Proprietary technologies include OptiChem(R) surface coatings, and various
innovative assay processing methods. We have received patents or we have patent
applications pending for the major technology components, methods, and systems.

The BACcel(TM) system development project began with a number of innovative
analytical biological concepts that had no direct precedent, but which adapted
well-accepted microbiological testing principles for automated analysis. Until
now, these testing principles have only been applied to cultures that contain
hundreds of millions of bacteria descended from single organisms, hand-selected
as cultured colonies grown from a patient specimen.

The BACcel(TM) system is based on simple transformations of standard methods,
using advanced automation technology to achieve substantially better performance
than is possible with current testing methods. We believed that speed and
precision should be possible by analyzing, as individuals, many thousands of
cells extracted directly from the patient specimen. This contrasts with standard
culturing in which the descendants of fewer than ten cells are presumed to
represent the entire infectious bacterial population in a specimen, and with
which many hours of repeated growth are required to perform analyses.
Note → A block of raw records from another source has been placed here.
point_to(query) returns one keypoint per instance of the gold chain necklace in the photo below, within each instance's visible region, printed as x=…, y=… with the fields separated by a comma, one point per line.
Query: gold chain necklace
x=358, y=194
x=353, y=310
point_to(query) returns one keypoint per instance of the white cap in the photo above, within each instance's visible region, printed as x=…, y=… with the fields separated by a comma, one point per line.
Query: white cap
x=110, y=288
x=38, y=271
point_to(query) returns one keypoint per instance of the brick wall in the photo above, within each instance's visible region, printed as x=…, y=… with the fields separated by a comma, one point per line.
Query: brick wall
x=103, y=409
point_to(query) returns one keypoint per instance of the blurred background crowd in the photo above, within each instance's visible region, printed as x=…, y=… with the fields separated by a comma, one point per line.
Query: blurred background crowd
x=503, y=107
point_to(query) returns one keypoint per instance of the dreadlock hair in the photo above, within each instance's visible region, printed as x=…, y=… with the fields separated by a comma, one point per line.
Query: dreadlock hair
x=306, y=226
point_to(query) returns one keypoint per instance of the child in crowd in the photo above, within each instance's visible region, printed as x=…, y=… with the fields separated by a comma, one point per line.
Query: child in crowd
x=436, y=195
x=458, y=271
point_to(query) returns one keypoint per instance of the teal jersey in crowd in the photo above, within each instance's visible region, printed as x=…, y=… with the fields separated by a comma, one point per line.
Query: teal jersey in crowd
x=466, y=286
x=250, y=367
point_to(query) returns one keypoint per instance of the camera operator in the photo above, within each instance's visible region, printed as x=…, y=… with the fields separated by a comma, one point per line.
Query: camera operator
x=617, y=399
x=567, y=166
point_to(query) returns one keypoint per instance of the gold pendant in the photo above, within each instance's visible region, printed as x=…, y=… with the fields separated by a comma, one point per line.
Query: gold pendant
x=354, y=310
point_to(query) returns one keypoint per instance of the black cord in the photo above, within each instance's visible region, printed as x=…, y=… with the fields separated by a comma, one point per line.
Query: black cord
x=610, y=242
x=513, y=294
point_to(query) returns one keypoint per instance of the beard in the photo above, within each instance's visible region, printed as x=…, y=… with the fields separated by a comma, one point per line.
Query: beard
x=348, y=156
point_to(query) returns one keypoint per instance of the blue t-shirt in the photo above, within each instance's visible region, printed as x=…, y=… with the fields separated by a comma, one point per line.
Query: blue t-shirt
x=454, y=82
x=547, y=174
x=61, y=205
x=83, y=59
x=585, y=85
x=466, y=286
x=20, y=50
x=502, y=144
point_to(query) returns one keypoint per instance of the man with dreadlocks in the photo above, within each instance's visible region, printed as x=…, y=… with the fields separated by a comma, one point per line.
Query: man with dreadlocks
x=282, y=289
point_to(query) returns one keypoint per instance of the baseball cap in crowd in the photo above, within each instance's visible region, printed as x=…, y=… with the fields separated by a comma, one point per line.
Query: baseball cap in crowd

Typically,
initial testing requires 2-3 days, which is too late to help guide the physician
to make treatment decisions for critically ill patients who often become
infected with drug-resistant bacteria. As a result, initial therapy typically
proves inadequate in 20% to 40% of such cases, causing high mortality, serious
medical complications, and extended length of stay.

Published studies on ICU patients consistently show that a hospital-acquired
infection (HAI) doubles the risk of mortality and complications. Infection with
a multi-resistant organism quadruples risks relative to comparable un-infected
patients. The most important reason for elevated risk is inadequate initial
therapy, caused by widespread and complex mechanisms of drug resistance.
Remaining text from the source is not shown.